Total Standstill: Both upstream regions are now effectively dead. We have over 13,000+ tasks frozen in flight, entirely at the mercy of upstream recovery.

June 23, 10:34

Upstream engineering is struggling to bring their European region back online.

The Circuit Breaker Deployment: Realizing the primary background processing layer is completely stalled, our team shifts from infrastructure mitigation to an architectural bypass. We deploy an emergency hotfix across all core application and API environments to temporarily disable async task management.

June 23, 10:41

Upstream provider is still working on resizing their control plane nodes.

Immediate Relief: The architectural bypass works flawlessly. By routing around the frozen background queues, critical app processes fallback to direct execution paths. Engineering confirms: "Emails are flowing again."

June 23, 17:06

Upstream provider finally stabilizes both regions and restores processing speeds.

Queue Cleared: Engineering confirms our queues across both regions have completely emptied out. System performance returns to normal.

June 23, 19:31

Post-recovery stability holds.

Incident Resolved: Systems are fully nominal; the team enters the post-incident review flow.

Key Takeaways & Our Experience Evaluation

While the upstream post-mortem focused on database tuning and cluster infrastructure, our internal evaluation focuses on graceful degradation and architectural resilience.

1. The Power of the "Kill Switch"

The defining moment of our recovery occurred at 10:34 UTC. When our provider's secondary region collapsed, we shifted from trying to manage background queues to implementing a structural bypass.
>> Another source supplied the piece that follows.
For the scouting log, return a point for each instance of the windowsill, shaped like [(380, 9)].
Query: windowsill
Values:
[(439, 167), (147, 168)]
  • The Bypass: By deploying a global configuration change to disable background tasking, we effectively snipped the cord to our broken dependency. This forced critical user transactions, like booking confirmation emails, to temporarily bypass the frozen background engine and process directly.

  • Within 7 minutes, core business functions were completely restored for our users, proving that having built-in, toggable fallback paths for major third-party dependencies is a non-negotiable requirement for high availability.

2. Managing Multi-Region Concurrency Traps

During the mitigation phase, navigating a multi-region setup presented unexpected platform limitations. Tasks stuck in an intermediate phase in the US region continued to consume our account's global execution capacity even after we pointed our application to Europe.

  • Identifying and executing a targeted bulk-cancel of the stuck US pool at 01:10 was critical to freeing up execution capacity in our newly targeted European region.

3. Upstream Blast-Radius Hardening

While our emergency fallback saved the day for mission-critical flows like email, we still had over 13,000+ tasks sitting dead in frozen upstream queues until the provider fully recovered.

  • The Future Path: Moving forward, we are evaluating the design of a more localized buffer. For background jobs or outbound webhooks, we are evaluating implementing a lightweight internal staging queue that can store tasks locally during an upstream blackout, ensuring the correct order during replay.

Summary

Ultimately, our engineering team successfully diagnosed a complex multi-region concurrency trap, pivoted traffic, and deployed a creative architectural bypass that rescued our user experience hours before our provider managed to stabilize their infrastructure.

We know this was a very difficult moment for the Trigger.dev team. We respect them and continue to have a great partnership. This post is to simply share our side of the incident and how our team reacted.